Recently, when I develop, the process output nothing. Then with using @show
I found bug in the code of task(coroutine).
Does anyone knows if there be some tools or methods to debug in coroutine(task)?
It may be that @show is what triggers the task to display its result.
You might also be able to achieve the same thing with wait(t)
Thanks for your answer!
May be I described not clear enough.
I mean,
I wrote the program with Juilalang.
And it have one routine, being started with @async
.
It run, but without correct output.
Finally, with @show
, I debugged it, step by step.
Is there other tools or methods, to debug program like this easier?
Thanks again!
Ah, I understand.
If you are using VS-Code, perhaps you can use the debugger? Documentation is here: Debugging · Julia in VS Code
It looks as if the debugger does not work inside async tasks, based on this issue: https://github.com/JuliaDebug/JuliaInterpreter.jl/issues/413
Is there a way you could extract your code into a function, and then call the function normally (without async) to use the debugger?

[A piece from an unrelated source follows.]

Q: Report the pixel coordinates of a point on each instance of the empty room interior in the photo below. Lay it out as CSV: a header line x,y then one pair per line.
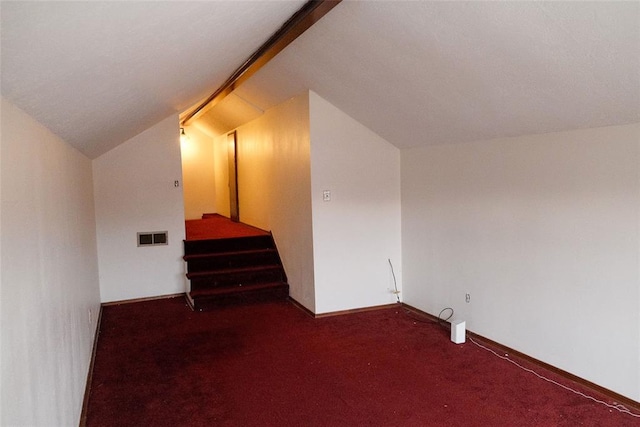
x,y
477,156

Debugging tasks can be quite challenging. I used to have this prototype project where the tasks, spawned a task which spawned a task. It was a bad design, but for purposes to get it done, I found that redefining the @async
macro like:
import Base.sync_varname
import Base.@async
macro async(expr)
tryexpr = quote
try
$expr
catch err
@warn "error within async" exception=err # line $(__source__.line):
@show stacktrace(catch_backtrace())
end
end
thunk = esc(:(()->($tryexpr)))
var = esc(sync_varname)
quote
local task = Task($thunk)
if $(Expr(:isdefined, var))
push!($var, task)
end
schedule(task)
task
end
end
works quite well while debugging.
From my limited experience, and this really is a matter of opinion, a good strategy is also to test the spawned function separately. To do that, it helps to use channels for IO. For instance, reading a string from a socket can be refactored into reading byte string from a Channel
, which is easier to test. In addition to avoiding introducing more tasks, one can subtype AbstractChannel
, and that way insert a code dealing with the IO
object.
Another thing that helps in debugging tasks is reformulating the logic in communicating finite state machines. Something like:
newstate, newmsg = step(state, msg)
works quite well with Julia’s multiple dispatch mechanism. This design also goes hand in hand with the ability to notify condition condition = Threads.Condition()
with a value like:
notify(condition, state)
enabling to debug the code within the task without using the @show
method.
Thank you very much!
Thank you! You are the first julia master I have communicated with.